= Ragnar Frislid =

Norwegian writer, photographer and environmentalist

Ragnar Frislid (29 June 1926 – 14 June 2009) was a Norwegian writer, photographer and environmentalist.

He was born in Oslo. He was a journalist in Dagbladet from 1950 to 1959. From 1965 to 1986 he edited Norsk Natur, the magazine released by Norwegian Society for the Conservation of Nature. He also edited the magazines Jakt-Fiske-Friluftsliv and Fjell og Vidde as well as the yearbook of the Norwegian Trekking Association. He wrote about 30 books, and translated other books. His 1964 release Naturvern has been called the first Norwegian book about the conservation of nature.

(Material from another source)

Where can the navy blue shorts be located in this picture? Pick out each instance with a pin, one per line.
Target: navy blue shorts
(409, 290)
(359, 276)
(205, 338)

In 1969 he wrote Norske dyr ('Animals of Norway') together with Arne Semb-Johansson. His translation Verdens dyr ('Animals of the World'), from English to Norwegian in 1984, became an issue of dispute in 1992, when the publishing house J.W. Cappelens Forlag and De norske Bokklubbene arranged for the making of a second edition. Frislid demanded a new fee of in addition to the one-off fee of NOK 319,158 received in 1984. The publishing house won the trials in the district court as well as the court of appeal, but after years of legal battle, Frislid won in the Supreme Court of Norway in 1999.

Frislid also contributed to encyclopedias and radio. As a nature photographer he was a part of the Norwegian photo agency Samfoto and an honorary member of the organization Norwegian Nature Photographers. He died in June 2009.